The Terriers also have a considerable home ice advantage. B.U., with a generosity characteristic of such make-pit proprietors as Brown, Cornell and B.C., has allotted only 200 seats to Harvard fans in its new 4000 seat arena, which is sold out for tonight's 7:30 p.m. game. Last year, Harvard eliminated its home ice advantage by giving B.U. almost half of undersized Watson Rink.
The Crimson can find some hope in the early season games of both teams. While the Crimson showed signs of unexpected scoring punch in its surprisingly lopsided 11-3 win over Penn, B.U. has had more trouble with its first three opponents.
Sophomore-laden Yale, working its way up towards respectable mediocrity after a few miserable seasons, held B.U. to a 6-3 win. The Terriers escaped Brown's home ice by a 3-0 margin, but a relatively unheralded UNH team gave B.U. a hard time before falling by a single goal, 2-1.
B.U. is having some unanticipated difficulty with its offensive game, but it is unlikely that the Terriers will have to worry about their defense this season. The entire defense from last year's 28-2-1 team has returned, including probably the best defensive pair in the East, Bob Brown and Ric Jordan.
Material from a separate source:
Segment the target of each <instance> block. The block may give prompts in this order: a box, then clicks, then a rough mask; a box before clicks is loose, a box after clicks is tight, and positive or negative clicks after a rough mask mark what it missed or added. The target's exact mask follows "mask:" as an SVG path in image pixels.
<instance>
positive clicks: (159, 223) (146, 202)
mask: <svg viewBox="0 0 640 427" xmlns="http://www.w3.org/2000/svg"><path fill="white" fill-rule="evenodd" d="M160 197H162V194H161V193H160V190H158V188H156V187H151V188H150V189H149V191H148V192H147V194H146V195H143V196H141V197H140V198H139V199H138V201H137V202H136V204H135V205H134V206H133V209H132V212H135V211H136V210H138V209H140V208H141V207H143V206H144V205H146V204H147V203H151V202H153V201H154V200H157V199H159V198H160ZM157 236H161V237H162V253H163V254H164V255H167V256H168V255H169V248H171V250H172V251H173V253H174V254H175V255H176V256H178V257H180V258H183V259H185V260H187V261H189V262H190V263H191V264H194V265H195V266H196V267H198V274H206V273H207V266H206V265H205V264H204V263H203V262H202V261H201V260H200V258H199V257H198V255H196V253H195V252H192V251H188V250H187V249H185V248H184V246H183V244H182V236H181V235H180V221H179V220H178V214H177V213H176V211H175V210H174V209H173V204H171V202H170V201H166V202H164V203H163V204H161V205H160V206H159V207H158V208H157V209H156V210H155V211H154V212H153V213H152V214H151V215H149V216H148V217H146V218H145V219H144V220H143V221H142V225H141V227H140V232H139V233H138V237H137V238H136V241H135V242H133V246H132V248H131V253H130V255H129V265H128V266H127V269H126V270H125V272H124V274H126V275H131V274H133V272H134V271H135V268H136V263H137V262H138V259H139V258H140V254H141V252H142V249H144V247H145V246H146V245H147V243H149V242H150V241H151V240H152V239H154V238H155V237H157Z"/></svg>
As sophomores, Brown and Jordan were both among the high scorers on the B.U. team, and this year the Junior defensemen are tied for second in B.U. scoring with five points apiece.
B.U. has two excellent goalies in Tim Reagan and Dan Brady. Reagan and Brady have split the goal tending duties evenly thus far, recording identical 1.33 goals against averages. Reagan started for over half the season last year until he clutched against Cornell, enabling Brady to move into the acts for the rest of the season.